Australian caving organization

The Victorian Speleological Association Inc. (VSA) was created in 1967 by the merger of the Victorian Cave Exploration Society (1957) and the Sub Aqua Speleological Society (1960). It is a member of the Australian Speleological Federation (ASF) which is in turn part of the International Union of Speleology. The Association aims to explore and chart the extensive cave systems in Victoria (Australia) and elsewhere, represent the interests of Victorian cavers to the relevant authorities and to encourage the preservation of caves in their natural state. There are over 800 caves in Victoria, many of them on private property. In addition to its exploration, campaigning and conservation work the Association's members oversee recreational expeditions underground for the general public.

The VSA has been actively involved with the exploration of sinkholes and caves at Nullarbor Plain.

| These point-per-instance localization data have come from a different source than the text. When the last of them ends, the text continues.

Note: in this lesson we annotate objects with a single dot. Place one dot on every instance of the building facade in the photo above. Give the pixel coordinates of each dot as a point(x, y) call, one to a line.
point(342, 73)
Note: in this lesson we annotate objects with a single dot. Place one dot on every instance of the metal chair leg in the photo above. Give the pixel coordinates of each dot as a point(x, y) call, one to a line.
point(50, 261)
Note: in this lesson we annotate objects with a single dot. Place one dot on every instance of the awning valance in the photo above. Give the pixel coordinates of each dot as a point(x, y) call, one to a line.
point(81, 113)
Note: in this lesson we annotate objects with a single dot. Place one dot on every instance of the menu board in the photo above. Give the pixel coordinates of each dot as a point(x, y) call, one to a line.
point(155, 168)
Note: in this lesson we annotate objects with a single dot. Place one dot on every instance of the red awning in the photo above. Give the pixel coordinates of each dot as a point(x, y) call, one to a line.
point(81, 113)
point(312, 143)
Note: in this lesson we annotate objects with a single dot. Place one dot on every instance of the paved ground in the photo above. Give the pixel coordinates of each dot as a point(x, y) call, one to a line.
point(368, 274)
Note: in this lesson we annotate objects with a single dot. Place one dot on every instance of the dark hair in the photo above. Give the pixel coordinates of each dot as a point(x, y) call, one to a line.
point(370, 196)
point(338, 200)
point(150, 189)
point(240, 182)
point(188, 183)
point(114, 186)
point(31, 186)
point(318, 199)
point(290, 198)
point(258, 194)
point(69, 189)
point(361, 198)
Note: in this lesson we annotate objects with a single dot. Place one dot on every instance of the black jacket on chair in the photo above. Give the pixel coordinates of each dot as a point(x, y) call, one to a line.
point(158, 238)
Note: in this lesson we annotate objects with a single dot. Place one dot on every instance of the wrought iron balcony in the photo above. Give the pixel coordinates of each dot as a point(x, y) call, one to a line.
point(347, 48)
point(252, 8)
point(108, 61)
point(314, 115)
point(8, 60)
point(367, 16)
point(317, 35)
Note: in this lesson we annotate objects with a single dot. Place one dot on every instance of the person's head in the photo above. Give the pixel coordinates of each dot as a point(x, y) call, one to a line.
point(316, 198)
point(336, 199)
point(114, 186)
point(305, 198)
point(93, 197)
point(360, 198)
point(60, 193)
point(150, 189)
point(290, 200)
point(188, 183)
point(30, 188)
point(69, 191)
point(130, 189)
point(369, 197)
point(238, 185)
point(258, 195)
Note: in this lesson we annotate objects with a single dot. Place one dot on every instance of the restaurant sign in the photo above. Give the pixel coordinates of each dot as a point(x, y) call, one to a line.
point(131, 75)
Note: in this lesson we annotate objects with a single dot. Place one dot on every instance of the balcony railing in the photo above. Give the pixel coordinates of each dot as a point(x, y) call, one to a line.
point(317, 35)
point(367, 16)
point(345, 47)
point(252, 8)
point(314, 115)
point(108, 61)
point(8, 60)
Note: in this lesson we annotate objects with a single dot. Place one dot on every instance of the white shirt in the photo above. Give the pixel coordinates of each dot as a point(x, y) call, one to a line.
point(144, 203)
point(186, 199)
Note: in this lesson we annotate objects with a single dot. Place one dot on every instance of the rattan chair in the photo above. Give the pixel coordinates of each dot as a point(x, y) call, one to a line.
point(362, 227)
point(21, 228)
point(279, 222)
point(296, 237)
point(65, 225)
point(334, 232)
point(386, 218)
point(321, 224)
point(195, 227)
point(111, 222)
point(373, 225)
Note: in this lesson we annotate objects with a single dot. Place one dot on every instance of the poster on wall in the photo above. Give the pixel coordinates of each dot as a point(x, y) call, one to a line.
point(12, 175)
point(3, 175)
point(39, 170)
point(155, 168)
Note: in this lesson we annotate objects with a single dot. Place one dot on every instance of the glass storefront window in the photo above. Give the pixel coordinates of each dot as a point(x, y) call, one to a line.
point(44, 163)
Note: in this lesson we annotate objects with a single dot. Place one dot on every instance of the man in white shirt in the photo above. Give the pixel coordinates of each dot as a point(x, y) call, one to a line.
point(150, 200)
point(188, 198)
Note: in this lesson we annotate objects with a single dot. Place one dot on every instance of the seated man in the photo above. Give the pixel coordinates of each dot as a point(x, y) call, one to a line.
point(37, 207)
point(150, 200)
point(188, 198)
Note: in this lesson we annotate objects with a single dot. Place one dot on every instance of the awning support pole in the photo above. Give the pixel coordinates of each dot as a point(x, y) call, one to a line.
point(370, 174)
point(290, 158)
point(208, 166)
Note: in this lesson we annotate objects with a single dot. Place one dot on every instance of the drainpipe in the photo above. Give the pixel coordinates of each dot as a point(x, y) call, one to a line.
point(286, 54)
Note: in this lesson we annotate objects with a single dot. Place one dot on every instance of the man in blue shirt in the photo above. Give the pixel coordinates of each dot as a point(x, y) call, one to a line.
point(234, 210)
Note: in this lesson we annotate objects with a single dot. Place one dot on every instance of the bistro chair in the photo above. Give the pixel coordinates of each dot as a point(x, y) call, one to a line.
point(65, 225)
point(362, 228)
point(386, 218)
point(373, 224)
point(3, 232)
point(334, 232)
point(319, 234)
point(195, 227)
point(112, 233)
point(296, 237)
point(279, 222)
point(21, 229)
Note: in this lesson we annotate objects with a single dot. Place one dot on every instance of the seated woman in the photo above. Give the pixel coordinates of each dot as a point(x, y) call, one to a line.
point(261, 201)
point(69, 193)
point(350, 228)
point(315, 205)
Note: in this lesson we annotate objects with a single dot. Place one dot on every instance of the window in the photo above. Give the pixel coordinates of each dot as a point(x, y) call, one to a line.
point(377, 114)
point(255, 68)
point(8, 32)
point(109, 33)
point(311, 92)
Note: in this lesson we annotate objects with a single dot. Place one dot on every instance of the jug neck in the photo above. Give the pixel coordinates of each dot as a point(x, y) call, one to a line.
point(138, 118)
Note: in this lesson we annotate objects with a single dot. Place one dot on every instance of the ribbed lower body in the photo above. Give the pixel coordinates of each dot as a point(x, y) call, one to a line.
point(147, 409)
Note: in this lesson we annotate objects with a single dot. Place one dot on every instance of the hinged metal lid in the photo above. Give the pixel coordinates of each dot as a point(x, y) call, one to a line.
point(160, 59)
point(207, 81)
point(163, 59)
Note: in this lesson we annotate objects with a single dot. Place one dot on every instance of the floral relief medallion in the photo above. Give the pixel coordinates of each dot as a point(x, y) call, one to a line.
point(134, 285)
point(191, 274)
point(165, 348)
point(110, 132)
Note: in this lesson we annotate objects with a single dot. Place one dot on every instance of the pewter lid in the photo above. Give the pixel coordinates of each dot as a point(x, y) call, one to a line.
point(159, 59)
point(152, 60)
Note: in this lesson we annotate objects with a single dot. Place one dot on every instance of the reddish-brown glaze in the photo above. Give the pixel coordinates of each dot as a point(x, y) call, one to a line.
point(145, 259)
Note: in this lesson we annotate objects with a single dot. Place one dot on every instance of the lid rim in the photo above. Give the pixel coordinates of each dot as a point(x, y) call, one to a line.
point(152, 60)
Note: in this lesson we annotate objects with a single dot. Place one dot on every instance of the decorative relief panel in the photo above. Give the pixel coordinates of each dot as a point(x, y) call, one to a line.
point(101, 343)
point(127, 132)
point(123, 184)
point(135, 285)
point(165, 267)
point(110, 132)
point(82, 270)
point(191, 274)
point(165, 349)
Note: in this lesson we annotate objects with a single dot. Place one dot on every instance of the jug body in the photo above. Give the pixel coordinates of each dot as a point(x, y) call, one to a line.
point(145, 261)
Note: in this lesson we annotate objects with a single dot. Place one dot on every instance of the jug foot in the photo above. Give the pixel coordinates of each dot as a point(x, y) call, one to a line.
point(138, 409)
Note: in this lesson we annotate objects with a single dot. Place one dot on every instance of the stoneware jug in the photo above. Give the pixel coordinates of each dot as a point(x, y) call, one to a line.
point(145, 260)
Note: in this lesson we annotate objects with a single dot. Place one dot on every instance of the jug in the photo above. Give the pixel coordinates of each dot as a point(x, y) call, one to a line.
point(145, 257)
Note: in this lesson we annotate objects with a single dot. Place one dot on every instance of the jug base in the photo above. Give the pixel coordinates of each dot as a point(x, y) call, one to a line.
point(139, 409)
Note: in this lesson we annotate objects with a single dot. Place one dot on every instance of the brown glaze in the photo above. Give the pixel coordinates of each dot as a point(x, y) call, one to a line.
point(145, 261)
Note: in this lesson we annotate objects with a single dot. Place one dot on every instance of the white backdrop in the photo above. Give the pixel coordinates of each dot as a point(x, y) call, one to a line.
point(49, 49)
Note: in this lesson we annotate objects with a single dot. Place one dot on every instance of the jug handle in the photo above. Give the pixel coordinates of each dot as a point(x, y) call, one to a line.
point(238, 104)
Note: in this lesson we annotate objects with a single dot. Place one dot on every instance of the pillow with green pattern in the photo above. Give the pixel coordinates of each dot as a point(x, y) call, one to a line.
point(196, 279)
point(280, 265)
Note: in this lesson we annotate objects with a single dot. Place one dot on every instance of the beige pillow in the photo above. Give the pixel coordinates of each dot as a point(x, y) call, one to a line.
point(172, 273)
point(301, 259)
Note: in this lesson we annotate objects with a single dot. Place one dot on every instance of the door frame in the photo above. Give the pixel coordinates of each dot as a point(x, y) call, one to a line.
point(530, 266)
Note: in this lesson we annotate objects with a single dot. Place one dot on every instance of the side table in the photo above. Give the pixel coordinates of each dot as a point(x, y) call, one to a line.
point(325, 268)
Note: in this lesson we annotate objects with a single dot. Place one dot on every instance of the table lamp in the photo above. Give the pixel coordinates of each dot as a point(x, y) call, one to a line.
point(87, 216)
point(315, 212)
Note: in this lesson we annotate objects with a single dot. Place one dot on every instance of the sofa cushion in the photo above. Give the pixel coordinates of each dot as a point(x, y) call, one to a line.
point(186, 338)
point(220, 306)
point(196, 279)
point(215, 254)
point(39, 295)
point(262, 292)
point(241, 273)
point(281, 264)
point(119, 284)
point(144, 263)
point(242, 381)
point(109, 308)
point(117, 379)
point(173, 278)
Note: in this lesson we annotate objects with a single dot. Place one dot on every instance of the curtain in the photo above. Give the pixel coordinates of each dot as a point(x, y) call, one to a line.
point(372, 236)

These have proved a rich source of megafauna fossils and the Association was instrumental in the discovery and recovery of a rare Thylacoleo skeleton in 2002. The significance of such discoveries was great enough to warrant a special report on the ABC science show, Catalyst which aired on Australian television in 2006.

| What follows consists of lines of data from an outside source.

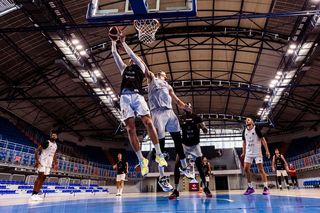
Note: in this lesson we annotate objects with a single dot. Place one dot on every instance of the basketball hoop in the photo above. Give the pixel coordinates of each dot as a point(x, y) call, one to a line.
point(147, 29)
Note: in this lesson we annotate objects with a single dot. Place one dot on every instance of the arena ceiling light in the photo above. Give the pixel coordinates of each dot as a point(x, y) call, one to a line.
point(7, 7)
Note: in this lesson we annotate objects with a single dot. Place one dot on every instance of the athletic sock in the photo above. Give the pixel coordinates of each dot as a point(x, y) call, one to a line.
point(176, 187)
point(161, 171)
point(139, 155)
point(157, 148)
point(183, 163)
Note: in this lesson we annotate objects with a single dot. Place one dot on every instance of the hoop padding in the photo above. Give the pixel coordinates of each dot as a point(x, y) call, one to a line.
point(147, 29)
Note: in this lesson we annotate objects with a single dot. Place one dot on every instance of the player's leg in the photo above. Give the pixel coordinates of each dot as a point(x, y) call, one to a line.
point(159, 122)
point(263, 175)
point(246, 168)
point(173, 127)
point(175, 193)
point(134, 141)
point(285, 176)
point(195, 152)
point(122, 184)
point(141, 108)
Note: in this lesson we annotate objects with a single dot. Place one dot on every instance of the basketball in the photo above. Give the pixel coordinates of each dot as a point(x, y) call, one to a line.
point(114, 33)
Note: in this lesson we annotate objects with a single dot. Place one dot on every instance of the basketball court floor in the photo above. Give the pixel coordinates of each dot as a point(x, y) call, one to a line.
point(232, 201)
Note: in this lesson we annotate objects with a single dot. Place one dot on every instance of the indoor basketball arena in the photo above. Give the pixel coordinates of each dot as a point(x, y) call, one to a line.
point(159, 106)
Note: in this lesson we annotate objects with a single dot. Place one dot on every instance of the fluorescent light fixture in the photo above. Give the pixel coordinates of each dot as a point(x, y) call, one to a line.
point(97, 73)
point(272, 85)
point(290, 51)
point(79, 47)
point(83, 52)
point(274, 81)
point(293, 46)
point(75, 41)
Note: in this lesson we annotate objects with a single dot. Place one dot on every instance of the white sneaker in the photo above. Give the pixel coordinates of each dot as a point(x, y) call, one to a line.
point(186, 172)
point(36, 198)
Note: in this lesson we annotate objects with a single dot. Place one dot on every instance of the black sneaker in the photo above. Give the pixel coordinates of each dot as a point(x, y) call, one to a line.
point(165, 185)
point(174, 195)
point(207, 192)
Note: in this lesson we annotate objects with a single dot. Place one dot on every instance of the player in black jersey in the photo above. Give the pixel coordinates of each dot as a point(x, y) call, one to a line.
point(191, 125)
point(122, 169)
point(132, 102)
point(280, 166)
point(206, 170)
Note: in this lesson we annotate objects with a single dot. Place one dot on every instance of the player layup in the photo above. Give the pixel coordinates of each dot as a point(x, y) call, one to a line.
point(251, 150)
point(161, 95)
point(132, 102)
point(44, 163)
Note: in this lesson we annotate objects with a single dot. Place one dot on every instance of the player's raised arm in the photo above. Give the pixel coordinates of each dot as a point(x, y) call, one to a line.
point(137, 60)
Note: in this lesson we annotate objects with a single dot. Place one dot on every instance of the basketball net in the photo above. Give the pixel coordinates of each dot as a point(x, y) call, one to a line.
point(147, 29)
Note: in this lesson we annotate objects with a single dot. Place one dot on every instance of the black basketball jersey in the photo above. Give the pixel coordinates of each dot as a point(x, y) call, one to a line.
point(122, 167)
point(205, 167)
point(279, 163)
point(190, 130)
point(132, 79)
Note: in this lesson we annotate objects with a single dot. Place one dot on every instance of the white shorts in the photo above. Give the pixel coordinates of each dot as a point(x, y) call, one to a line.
point(44, 169)
point(282, 172)
point(121, 177)
point(257, 159)
point(194, 151)
point(133, 105)
point(165, 120)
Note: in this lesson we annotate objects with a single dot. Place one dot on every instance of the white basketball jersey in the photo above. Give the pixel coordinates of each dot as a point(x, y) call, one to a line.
point(158, 94)
point(46, 157)
point(253, 143)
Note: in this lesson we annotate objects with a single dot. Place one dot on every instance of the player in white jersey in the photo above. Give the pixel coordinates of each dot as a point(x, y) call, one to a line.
point(251, 150)
point(132, 102)
point(44, 163)
point(161, 95)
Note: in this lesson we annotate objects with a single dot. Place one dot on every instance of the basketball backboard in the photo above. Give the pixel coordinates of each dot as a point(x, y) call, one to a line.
point(125, 11)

Currently the VSA have members engaged in a programme of exploration and surveying in the Bullita Caves in the Gregory National Park, Northern Territory, which, at over 100 km, is one of the longest underground systems in the world. It has also carried out an extensive period of exploration and surveying in the famous Buchan Caves.

The role of the VSA in exploration and conservation is acknowledged in the Mount Eccles National Park and Mount Napier State Plan and Snowy River National Park Management Plan, while their publications are cited by Australian State Government agencies in guides to various cave systems.